Credit Insurance: The 80/20 Rule

Does your company trade with a few large customers?  Is the majority of your revenue from only a handful of companies?  If so, you may be exposing  your business to significant financial risks.

A business is considered highly concentrated, for example, when approximately 80% of a company’s sales is generated by 20% of the total customer base. In other highly concentrated situations, one buyer might make up as much as 30 to 40 percent of total sales. If either of these situations hold true for your business, you could be putting your cash flow at risk without credit insurance or credit put option.

Companies in highly concentrated situations like these don’t often think about the impact a loss could have to their businesses until it’s too late – and other companies avoid the issue altogether. Yet others plan ahead and absorb the risk themselves by self-insuring and setting bad-debt reserves at extraordinary high levels in the event of a large default. The problem with self-insuring to cover a large loss is that it really doesn’t make accounting sense to set reserves at a level in line with accounts receivable. It’s also doesn’t make sense to subject a company to the potential of such losses particularly when capital reserved for bad-debt reserves could be reinvested into other areas of the business.

Premiums for credit insurance more than justify the coverage. Companies can leverage their premium dollars in ways they are unable to do so when they self-insure. If a self-insured business requires $1,000,000 in coverage on customer X, the business would need to set aside $1,000,000 in reserve capital to offset a loss if customer X defaults. That’s a lot of capital to tie up!  On the other hand, credit insurance would only cost the company $10,000 in tax-deductible premium for the same amount of coverage – that’s a big difference!

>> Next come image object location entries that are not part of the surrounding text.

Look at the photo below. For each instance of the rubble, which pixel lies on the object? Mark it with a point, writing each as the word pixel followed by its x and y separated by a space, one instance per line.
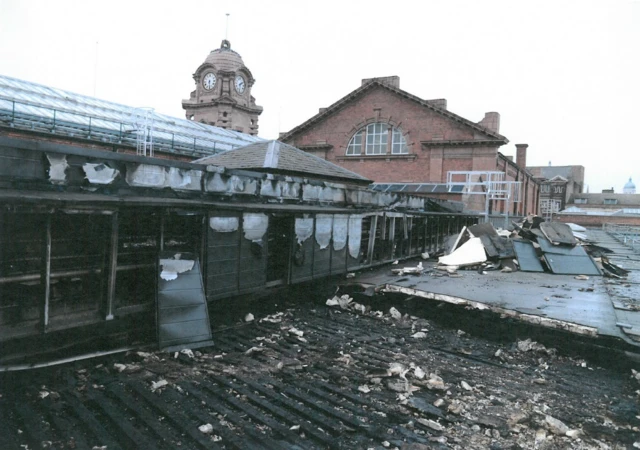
pixel 359 380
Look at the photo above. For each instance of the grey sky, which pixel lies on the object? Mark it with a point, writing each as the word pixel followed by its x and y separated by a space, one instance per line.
pixel 563 75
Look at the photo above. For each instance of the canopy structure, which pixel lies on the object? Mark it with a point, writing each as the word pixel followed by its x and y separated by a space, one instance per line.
pixel 45 109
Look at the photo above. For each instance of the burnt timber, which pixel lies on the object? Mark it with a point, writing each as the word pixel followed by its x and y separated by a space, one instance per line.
pixel 82 228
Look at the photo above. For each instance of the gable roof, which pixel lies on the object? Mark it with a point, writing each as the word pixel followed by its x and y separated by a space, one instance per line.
pixel 374 83
pixel 278 157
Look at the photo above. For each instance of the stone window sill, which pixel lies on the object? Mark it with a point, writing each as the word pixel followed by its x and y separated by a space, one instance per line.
pixel 368 157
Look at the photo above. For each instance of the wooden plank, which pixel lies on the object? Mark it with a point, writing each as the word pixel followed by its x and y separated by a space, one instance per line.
pixel 558 233
pixel 46 274
pixel 113 264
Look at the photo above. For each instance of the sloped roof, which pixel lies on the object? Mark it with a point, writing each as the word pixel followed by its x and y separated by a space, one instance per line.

Many executives are realizing the benefits of credit insurance or AR puts as a cost effective solution to reduce high concentrations of risk, free up bad-debt reserve capital, and protect the bottom line from catastrophic losses. Companies with credit insurance or receivables put options are able to balance their portfolios without concern of a major account interrupting their cash flow, or in some cases, putting them out of business.